Mine (all are free):
7-Zip - Read and compress files in many formats with high compression ratios
Notepad++ - "Notepad on serious steroids" - Forgot who said this but it fits perfectly
GraphicsGale - Pixel art and animation editor
AutoHotKey - Windows automation scripting tool
Blender - 3D modeling / video editor / animation tool
DiskInternals Linux Reader - Read many file systems unsupported by Windows
Krita - Professional painting program
HxD - Hex editor
LibreOffice - Alternative to Microsoft Office
ImageMagick - Tool to create, edit, and convert images from the command line
OBS Studio - Recording and streaming tool
OpenToonz - Open-source animation tool
VirtualBox - x86 and AMD/Intel PC emulator
RetroArch - Frontend for many emulators (Use _this link only_  to download)
VLC Media Player - Open-source video player
MPC-HC - Super lightweight video player (Download link)
VSCode - IDE from Microsoft
Winaero Tweaker - Tweak and customize every part of Windows
7+ Taskbar Tweaker - Tweak the Windows taskbar
Ultimate Windows Tweaker - Like Winaero Tweaker but with different options
Process Hacker - Task Manager but 10000x better
FCEUX - NES Emulator
BSnes Plus - SNES Emulator (Download Link)
Mupen64Plus - N64 Emulator (Download Link)

Things from comments that I second:
Jetbrains IntelliJ IDEA - The best Java IDE (free)
Rufus - Create bootable mediums from any ISO (free)
Audacity - Audio editor (free)
f.lux - Blue light filter (free)
Sublime Text - "A sophisticated text editor for code, markup and prose" (somewhat free)
Atom - "A hackable text editor for the 21st Century" (free)
VisualBoyAdvance - GBA Emulator (Download Link)


----------



## rekcerW (Jan 4, 2021)

Anything from Jetbrains, fuck I love their stuff so much.


----------



## Tutorial (Jan 5, 2021)

Rufus - The Official Website (Download, New Releases)
					

Rufus is a small application that creates bootable USB drives, which can then be used to install or run Microsoft Windows, Linux or DOS. In just a few minutes, and with very few clicks, Rufus can help you run a new Operating System on your computer...



					rufus.ie


----------



## FoxesYummy (Jan 6, 2021)

rekcerW said:


> Anything from Jetbrains, fuck I love their stuff so much.


Thank you for the great suggestion!
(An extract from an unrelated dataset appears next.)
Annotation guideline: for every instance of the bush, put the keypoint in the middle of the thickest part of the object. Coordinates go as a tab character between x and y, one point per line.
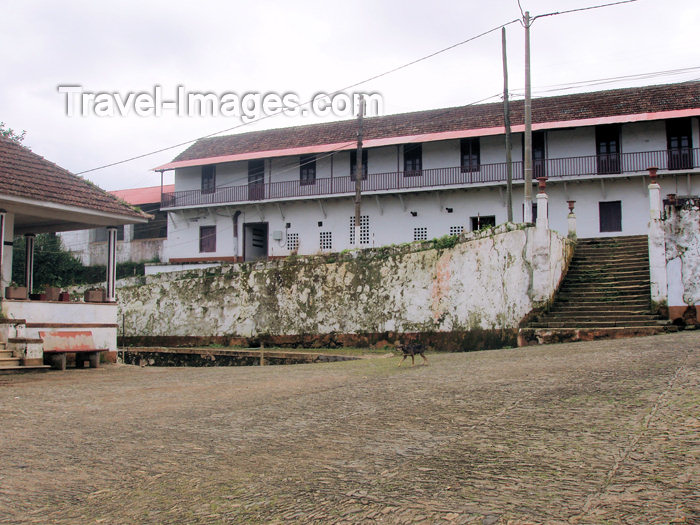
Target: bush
54	266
I installed IntelliJ IDEA and used it to make my first "real" Java program (before I had only exported from Processing to a jar):








Tutorial said:


> Rufus - The Official Website (Download, New Releases)
> 
> 
> Rufus is a small application that creates bootable USB drives, which can then be used to install or run Microsoft Windows, Linux or DOS. In just a few minutes, and with very few clicks, Rufus can help you run a new Operating System on your computer...
> ...


Thank you for this suggestion too! Rufus looks like it has a lot more options than other image flashers and can support Windows images too.


More programs for the list:
Winaero Tweaker - Tweak and customize every part of Windows
7+ Taskbar Tweaker - Tweak the Windows taskbar
Ultimate Windows Tweaker - Like Winaero Tweaker but with different options
Process Hacker - Task Manager but 10000x better


----------



## rekcerW (Jan 6, 2021)

FoxesYummy said:


> Thank you for the great suggestion! I installed IntelliJ IDEA and used it to make my first "real" Java program (before I had only exported from Processing to a jar):
> View attachment 98151
> 
> 
> ...


That's awesome, their stuff will never let you down! Glad to help


----------



## Monsieur Lune (Jan 6, 2021)

Audacity cheap free audio editor.
Microsoft Visual Studio free IDE.


----------



## zandelux (Jan 6, 2021)

f.lux - Blue light filter
WinDirStat/Baobab/GrandPerspective - Visualize what's eating your hard drive space
Sublime Text - A text editor that you can practically make into a full IDE if you want


----------



## Ziv (Jan 7, 2021)

Some that have not been mentioned (although I second f.lux, OBS, 7-zip, and VLC)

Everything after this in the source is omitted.